Exactly! This is exactly what Dr. F was saying! If you get it, then the doing is easy and you learn math facts just from daily use. If you don't get it, then you're forced to rely on rote memorization for the doing, and that's painful for a GT kid. Better to start with the concepts and let the knowledge of the math facts come naturally from there.

Originally Posted by Cathy A
My point (I think I have one smile ) is that verbal reasoning can be used to understand math as a language for representing real problems. This is SO important for kids to understand. The way math is taught in school you would think that the math and verbal domains were completely seperate.

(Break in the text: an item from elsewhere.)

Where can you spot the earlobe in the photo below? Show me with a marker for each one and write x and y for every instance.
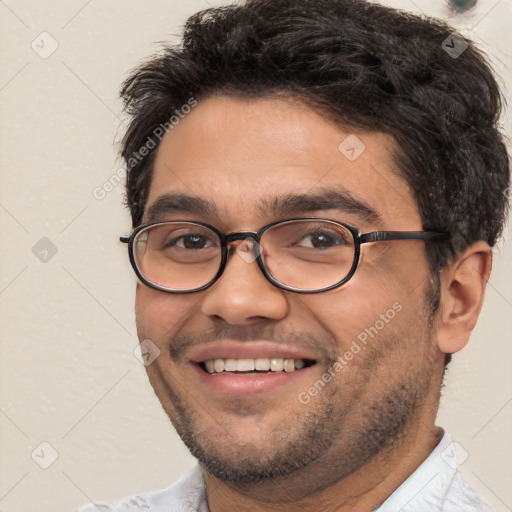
(463, 285)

I think that GT kids have the ability to intuit this connection. Mathy kids don't need to have things translated for them this way. Exposing kids like this to math is like immersing them in a foreign language. They will soak it up. Exposing them to calculus at a young age is like letting them read books with big words in them. They may not understand them right away but that's ok.

EXACTLY! This is something Dr. F said, too, almost verbatim! That's why he believes ALL GT kids are naturals at math, even if they're highly verbal. Because language and math are not separate entities. Our brains don't divide math and language that way.

Oh, Cathy, you're explaining this SOOOOOOO much better than I did! Thanks! laugh

Originally Posted by Cathy A
This kind of enrichment is beneficial to kids at all levels--without it, math just seems like an arithmetic wasteland to them and they lose interest.

Again, right on the money. Dr. F said we should, in effect, aim high with these kids. If they don't get it all at age 6, so what? They've got years more to pick up what they missed on the first exposure! But showing them what's out there, what math REALLY is--and it ain't workbooks!--captivates them, shows them that math is beautiful. We don't teach kids to read by diagramming sentences, so why would we try to teach math by starting with arithmetic. Teach them to love it first, then the nuts-and-bolts will come.

You rock, Cathy! grin You made that a whole lot clearer than I did!